If the stock is between 38 and 40 the 38s will expire worthless and I will be on the 40 puts. That is fine, I am getting it at a reduced price and I like owning the stock. But, CAN I SELL TO CLOSE THE 38s?
(a) True, you are getting the stock at a reduced price (compared with the current price). The price reduction is 38 cent, or the credit collected earlier. In this scenario, you would own stock at $39.62, plus commissions.
(b) You may try to sell the 38s at any time before the market closes on expiration day that 3rd Friday. However, the options may be worthless by the time you decide to sell them and there will be no bids for that option.
(c) Be very careful. You sold the put spread and thus, bought the 38 puts for protection, not as a profit source. Thus, if you sell the 38 puts prior to expiration, you are losing that protection. If your plan is to unload that protection, are you certain that you want to buy these puts in the first place? Perhaps you should just sell naked puts?
What is the Best Strategy?
'Best strategy' is impossible define because it varies from trader to trader. The vast majority of put spread traders have no interest in owning stock. They trade spreads with the intention of earning a short-term profit. There is seldom an interest in owning shares. However, there is nothing wrong with buying stock at $39.62 and establishing a stop loss at $38. If the stock is below $38 at expiration, you would exercise your put and dump the shares at $38, limiting your loss.
This is very different from the mindset of traders who are willing to own stock. They sell naked put options. Thus, the question remains: why did you buy the 38 puts? Buying them was neither 'right' nor 'wrong.' But it depends on your rationale for making the trade: Short-term trading profit vs. a desire to buy the shares at a discount.
Ok, this is a bit of a hybrid. Given that I am willing to own stock, doesn't owning the 38 puts provide some protection? Also, if the stock is below 38 near expiration, the 38 puts have value and I could sell them, thus reducing my cost basis for buying the stock?
Yes. You are correct. Owning the puts provides protection. But that protection is NOT cheap.
Yes again. Selling those puts reduces the cost basis. However, not buying the puts in the first place also lowers your cost basis.

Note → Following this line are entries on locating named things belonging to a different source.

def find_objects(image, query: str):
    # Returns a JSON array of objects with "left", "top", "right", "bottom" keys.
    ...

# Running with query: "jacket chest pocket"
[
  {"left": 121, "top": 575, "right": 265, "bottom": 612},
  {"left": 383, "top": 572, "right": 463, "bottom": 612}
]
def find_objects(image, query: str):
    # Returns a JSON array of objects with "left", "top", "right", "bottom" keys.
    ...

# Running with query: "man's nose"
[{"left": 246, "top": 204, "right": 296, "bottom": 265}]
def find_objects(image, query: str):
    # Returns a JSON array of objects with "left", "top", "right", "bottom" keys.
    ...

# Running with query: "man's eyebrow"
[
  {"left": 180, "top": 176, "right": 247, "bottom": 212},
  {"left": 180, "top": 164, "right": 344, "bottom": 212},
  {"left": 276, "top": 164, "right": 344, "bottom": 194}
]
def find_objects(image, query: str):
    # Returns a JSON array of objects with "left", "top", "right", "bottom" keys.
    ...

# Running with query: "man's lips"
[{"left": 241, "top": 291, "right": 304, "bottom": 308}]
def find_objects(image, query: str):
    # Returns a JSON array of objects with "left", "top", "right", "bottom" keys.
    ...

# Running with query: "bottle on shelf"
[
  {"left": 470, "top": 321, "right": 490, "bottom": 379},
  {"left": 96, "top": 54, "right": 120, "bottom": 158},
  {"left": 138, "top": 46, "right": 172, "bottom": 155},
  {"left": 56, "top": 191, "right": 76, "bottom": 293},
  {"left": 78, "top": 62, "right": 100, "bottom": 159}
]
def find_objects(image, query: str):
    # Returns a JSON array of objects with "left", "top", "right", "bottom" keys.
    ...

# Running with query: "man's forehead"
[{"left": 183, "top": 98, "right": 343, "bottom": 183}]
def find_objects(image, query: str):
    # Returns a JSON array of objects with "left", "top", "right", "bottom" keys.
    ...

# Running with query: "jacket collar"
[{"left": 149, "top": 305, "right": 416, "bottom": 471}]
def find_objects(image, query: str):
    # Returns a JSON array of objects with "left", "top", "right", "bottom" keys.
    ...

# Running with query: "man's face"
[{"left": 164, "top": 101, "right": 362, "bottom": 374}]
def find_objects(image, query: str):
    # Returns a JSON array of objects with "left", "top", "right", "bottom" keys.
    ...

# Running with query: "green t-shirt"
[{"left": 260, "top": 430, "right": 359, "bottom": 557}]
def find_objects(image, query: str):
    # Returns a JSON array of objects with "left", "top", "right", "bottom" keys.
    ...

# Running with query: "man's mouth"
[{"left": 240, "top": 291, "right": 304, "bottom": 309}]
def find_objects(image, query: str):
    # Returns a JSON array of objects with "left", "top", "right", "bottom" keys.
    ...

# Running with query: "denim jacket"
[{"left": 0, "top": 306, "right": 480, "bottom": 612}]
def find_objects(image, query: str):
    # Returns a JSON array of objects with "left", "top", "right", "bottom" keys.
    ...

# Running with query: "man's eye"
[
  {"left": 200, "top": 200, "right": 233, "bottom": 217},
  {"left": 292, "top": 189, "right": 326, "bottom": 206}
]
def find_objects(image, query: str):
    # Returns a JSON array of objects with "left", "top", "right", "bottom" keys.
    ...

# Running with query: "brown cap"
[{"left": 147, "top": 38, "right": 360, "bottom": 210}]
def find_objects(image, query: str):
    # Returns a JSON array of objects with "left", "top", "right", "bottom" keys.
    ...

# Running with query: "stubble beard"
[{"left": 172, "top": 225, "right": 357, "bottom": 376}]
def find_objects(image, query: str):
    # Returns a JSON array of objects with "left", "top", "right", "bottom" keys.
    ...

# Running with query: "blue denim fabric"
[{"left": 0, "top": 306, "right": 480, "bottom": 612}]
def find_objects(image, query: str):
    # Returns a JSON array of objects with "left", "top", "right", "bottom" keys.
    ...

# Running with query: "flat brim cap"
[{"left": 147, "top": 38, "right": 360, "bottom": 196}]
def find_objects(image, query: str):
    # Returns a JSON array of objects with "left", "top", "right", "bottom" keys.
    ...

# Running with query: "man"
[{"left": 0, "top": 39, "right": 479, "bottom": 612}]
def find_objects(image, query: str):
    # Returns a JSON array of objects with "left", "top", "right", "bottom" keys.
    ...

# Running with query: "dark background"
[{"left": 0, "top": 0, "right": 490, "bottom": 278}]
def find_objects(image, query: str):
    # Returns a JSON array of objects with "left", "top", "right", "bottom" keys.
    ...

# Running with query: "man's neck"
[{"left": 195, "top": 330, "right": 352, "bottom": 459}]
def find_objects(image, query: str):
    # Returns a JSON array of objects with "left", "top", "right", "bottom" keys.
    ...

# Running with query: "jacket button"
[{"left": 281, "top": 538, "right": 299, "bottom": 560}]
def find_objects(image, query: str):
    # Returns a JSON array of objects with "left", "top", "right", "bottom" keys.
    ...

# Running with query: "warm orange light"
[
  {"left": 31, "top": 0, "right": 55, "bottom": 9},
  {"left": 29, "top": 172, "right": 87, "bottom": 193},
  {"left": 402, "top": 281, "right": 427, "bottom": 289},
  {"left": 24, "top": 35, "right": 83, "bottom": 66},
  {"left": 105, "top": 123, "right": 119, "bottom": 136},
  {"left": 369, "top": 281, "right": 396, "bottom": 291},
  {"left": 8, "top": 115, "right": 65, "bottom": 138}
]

Traders who sell naked puts—don't seek only that short-term trading profit. They are willing to own the shares at a better price (when compared with the stock price at the time the puts were sold)—and almost never buy protection.

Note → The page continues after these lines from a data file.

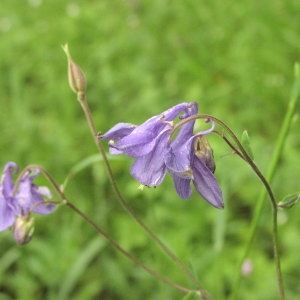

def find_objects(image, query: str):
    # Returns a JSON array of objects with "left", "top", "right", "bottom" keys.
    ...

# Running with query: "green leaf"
[{"left": 241, "top": 130, "right": 254, "bottom": 160}]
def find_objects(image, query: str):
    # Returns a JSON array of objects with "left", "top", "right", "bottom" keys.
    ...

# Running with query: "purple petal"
[
  {"left": 130, "top": 131, "right": 169, "bottom": 186},
  {"left": 1, "top": 162, "right": 18, "bottom": 197},
  {"left": 171, "top": 173, "right": 192, "bottom": 199},
  {"left": 0, "top": 192, "right": 15, "bottom": 231},
  {"left": 193, "top": 156, "right": 224, "bottom": 208},
  {"left": 99, "top": 123, "right": 137, "bottom": 140}
]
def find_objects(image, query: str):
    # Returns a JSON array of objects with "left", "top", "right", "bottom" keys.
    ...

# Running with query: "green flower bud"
[
  {"left": 12, "top": 214, "right": 34, "bottom": 245},
  {"left": 194, "top": 135, "right": 216, "bottom": 173},
  {"left": 62, "top": 44, "right": 86, "bottom": 93}
]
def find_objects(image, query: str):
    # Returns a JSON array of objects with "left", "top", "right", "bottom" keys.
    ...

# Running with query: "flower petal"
[
  {"left": 171, "top": 173, "right": 192, "bottom": 199},
  {"left": 0, "top": 192, "right": 15, "bottom": 231},
  {"left": 99, "top": 123, "right": 137, "bottom": 140},
  {"left": 130, "top": 131, "right": 169, "bottom": 186}
]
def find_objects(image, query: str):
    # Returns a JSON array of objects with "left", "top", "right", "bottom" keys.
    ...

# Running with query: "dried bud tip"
[
  {"left": 62, "top": 44, "right": 86, "bottom": 93},
  {"left": 194, "top": 136, "right": 216, "bottom": 173},
  {"left": 12, "top": 215, "right": 34, "bottom": 245}
]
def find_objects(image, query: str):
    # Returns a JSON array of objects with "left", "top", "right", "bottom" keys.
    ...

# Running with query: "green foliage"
[{"left": 0, "top": 0, "right": 300, "bottom": 300}]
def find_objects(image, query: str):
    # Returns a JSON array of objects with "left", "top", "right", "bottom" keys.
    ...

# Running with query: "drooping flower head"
[
  {"left": 99, "top": 102, "right": 223, "bottom": 208},
  {"left": 0, "top": 162, "right": 54, "bottom": 231},
  {"left": 100, "top": 102, "right": 197, "bottom": 187}
]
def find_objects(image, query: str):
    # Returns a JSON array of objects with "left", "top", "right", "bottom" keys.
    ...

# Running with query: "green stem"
[
  {"left": 78, "top": 93, "right": 210, "bottom": 300},
  {"left": 230, "top": 64, "right": 300, "bottom": 300},
  {"left": 173, "top": 114, "right": 285, "bottom": 300},
  {"left": 24, "top": 165, "right": 197, "bottom": 294}
]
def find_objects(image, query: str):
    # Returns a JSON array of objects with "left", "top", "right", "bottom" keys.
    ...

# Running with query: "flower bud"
[
  {"left": 12, "top": 214, "right": 34, "bottom": 245},
  {"left": 62, "top": 44, "right": 86, "bottom": 93},
  {"left": 194, "top": 135, "right": 216, "bottom": 173}
]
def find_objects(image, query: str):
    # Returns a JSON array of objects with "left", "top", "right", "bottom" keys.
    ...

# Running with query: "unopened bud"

You are doing both. You want to own the shares and you prefer to own protection. There is nothing wrong with that. I believe it is always a good idea to limit losses. However, you are new to options and I want to be certain that you recognize that the cost of owning puts as protection is relatively expensive—and severely hurts future profits. Then there is this question: What are you going to do for protection (if you do buy stock) after July expiration? Your 38 puts will have expired worthless. Will you continue to spend more money on protection? That makes it difficult to earn money.